4/ Modular. Well defined interfaces between the planes enable a more modular resuable architecture. For example, a single control plane may interact with a cellularized dataplane when the dataplane hits scaling limits.
Where do services live?
API - An API can fall into either the control plane or the data plane. An API such as “create resource” like “create lambda” falls purely into the control plane. The actual creation of the resource happens later in the data plane, but the customer facing API to create the resource lives within the control plane. An API such as “use resource” commonly falls into the data plane if it is high throughput and highly available, such as “invoke lambda”.
Database - Both the control plane and the data plane need databases. However, the databases should be split such that they are not shared.
Compute - Large compute needs commonly point to a data plane.

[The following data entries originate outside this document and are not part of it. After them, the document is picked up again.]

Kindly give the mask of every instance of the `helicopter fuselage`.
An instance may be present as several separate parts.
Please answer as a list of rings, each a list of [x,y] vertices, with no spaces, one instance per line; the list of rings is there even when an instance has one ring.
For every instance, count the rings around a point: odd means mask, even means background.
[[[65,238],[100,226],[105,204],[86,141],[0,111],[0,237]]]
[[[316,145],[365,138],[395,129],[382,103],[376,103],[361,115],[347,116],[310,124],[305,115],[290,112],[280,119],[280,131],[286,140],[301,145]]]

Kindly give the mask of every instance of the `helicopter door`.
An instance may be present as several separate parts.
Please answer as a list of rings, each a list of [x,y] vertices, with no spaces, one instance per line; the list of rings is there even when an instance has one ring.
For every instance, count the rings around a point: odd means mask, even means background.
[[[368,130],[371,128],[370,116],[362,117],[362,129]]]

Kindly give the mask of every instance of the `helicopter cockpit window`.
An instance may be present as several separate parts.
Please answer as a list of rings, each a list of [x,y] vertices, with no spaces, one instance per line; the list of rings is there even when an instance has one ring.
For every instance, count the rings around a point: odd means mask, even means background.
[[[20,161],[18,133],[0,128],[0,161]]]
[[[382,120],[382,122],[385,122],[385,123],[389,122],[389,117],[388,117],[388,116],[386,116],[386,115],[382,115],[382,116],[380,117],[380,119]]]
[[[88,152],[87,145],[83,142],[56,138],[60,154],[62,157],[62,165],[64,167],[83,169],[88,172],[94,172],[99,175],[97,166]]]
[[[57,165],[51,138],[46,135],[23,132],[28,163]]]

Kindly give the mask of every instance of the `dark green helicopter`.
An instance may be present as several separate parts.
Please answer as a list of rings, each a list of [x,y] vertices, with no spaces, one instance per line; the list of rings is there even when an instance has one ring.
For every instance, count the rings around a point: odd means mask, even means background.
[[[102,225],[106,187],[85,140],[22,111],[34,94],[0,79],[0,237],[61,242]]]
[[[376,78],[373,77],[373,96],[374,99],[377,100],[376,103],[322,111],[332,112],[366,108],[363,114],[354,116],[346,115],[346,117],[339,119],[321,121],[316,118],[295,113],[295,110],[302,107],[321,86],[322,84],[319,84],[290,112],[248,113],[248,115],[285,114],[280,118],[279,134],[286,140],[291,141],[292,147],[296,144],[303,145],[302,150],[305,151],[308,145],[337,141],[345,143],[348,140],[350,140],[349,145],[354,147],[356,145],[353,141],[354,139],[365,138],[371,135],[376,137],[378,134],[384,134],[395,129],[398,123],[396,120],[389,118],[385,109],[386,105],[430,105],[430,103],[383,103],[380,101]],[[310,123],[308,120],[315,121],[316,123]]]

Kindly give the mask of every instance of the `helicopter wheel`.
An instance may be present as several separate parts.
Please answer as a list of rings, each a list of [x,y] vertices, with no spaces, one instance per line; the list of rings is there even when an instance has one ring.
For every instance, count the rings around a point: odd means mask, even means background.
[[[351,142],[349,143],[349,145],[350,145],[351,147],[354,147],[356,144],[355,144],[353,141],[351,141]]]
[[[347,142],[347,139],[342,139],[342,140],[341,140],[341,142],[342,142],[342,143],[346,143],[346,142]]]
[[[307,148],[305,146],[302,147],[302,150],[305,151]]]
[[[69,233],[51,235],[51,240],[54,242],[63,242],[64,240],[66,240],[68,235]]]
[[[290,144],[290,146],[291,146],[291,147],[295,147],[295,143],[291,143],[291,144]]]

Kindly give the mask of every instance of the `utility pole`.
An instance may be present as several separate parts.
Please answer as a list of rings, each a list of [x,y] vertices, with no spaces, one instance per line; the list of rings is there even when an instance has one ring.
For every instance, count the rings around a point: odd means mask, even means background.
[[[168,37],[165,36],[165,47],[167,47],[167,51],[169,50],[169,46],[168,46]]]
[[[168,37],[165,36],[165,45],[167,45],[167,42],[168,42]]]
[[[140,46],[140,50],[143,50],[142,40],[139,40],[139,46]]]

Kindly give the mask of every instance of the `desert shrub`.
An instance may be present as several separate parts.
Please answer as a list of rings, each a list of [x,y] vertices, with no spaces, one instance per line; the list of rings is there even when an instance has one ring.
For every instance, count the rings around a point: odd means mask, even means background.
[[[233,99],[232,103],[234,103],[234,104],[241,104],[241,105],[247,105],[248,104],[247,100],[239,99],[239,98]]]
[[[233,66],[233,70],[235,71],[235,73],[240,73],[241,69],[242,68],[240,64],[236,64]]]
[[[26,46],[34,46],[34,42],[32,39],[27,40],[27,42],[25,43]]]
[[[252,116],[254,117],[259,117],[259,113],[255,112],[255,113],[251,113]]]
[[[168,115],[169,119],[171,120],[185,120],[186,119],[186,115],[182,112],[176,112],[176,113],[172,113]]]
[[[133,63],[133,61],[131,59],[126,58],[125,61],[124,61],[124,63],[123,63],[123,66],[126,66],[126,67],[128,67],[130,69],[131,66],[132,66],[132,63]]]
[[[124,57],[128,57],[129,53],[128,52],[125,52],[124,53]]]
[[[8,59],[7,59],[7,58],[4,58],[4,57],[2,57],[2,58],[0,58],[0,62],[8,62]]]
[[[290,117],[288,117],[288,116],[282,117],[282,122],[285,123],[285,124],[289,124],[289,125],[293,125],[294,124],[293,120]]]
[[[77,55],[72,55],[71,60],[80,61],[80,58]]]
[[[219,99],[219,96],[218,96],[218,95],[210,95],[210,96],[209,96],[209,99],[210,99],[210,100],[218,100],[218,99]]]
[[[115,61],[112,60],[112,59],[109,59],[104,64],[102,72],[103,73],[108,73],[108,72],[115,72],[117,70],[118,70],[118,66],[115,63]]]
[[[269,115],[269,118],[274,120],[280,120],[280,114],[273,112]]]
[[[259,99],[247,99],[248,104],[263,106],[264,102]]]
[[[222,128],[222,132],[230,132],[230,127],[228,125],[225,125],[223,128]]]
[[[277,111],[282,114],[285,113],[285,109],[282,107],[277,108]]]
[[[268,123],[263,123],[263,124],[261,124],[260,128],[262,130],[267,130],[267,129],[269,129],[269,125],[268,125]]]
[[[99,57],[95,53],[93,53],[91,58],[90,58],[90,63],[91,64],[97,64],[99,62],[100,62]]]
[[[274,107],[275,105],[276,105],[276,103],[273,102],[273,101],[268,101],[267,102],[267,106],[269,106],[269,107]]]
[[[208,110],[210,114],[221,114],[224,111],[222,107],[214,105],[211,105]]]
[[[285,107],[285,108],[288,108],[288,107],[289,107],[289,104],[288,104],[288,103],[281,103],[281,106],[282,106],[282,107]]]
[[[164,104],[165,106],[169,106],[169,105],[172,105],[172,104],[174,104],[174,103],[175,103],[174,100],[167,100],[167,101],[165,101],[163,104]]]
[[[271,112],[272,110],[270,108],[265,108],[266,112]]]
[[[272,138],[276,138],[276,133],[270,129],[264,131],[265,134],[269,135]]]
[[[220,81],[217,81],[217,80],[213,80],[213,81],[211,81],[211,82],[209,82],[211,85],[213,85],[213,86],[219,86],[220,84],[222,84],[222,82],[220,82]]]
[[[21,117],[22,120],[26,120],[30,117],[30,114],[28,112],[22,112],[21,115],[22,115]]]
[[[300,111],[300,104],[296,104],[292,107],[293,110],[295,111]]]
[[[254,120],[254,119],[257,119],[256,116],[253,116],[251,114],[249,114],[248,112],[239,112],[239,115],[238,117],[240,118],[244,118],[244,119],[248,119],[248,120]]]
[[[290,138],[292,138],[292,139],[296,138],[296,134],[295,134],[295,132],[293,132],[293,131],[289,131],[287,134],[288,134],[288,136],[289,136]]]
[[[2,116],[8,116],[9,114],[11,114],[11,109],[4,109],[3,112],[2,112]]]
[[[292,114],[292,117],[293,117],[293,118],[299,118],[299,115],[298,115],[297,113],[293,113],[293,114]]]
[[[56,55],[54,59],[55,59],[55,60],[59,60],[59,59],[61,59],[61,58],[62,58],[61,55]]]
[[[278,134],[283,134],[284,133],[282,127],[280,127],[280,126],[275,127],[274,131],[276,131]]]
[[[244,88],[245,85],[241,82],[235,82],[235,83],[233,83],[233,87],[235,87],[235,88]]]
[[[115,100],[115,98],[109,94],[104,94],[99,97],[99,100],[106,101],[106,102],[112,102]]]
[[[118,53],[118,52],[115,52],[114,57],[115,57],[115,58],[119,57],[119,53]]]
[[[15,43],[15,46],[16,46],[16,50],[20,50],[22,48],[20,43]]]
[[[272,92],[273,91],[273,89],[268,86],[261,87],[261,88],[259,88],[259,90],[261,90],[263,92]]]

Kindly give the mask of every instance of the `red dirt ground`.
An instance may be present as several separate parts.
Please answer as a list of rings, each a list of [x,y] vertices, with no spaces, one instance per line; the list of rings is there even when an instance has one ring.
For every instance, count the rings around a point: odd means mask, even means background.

Caching - While caching can be implemented in a CP, caching is almost always present on the high throughput operations that a data plane is doing
How does the control plane interface with the data plane?
1/ Async push based. The control plane asynchronously pushes its configuration to the dataplane. This must be asynchronous to keep the isolation of the planes. Sometimes this is done through a secondary process in the control plane calling a synchronous API on the dataplane and sometimes this is done through a message queue. The control plane never synchronously calls the data plane in its control flow.
2/ Poll based. The control plane builds a set of apis such that the data plane can poll for configuration. A data plane polling for configuration is very similar to a customer requesting configuration. When designing this, care must be taken such that the data plane does not brown out the control plane.
I personally prefer a mix of the two. The control plane sends a light message to the dataplane in its control flow that something happened. Then the data plane polls the appropriate configuration (straight from DDB) and does what it needs to do.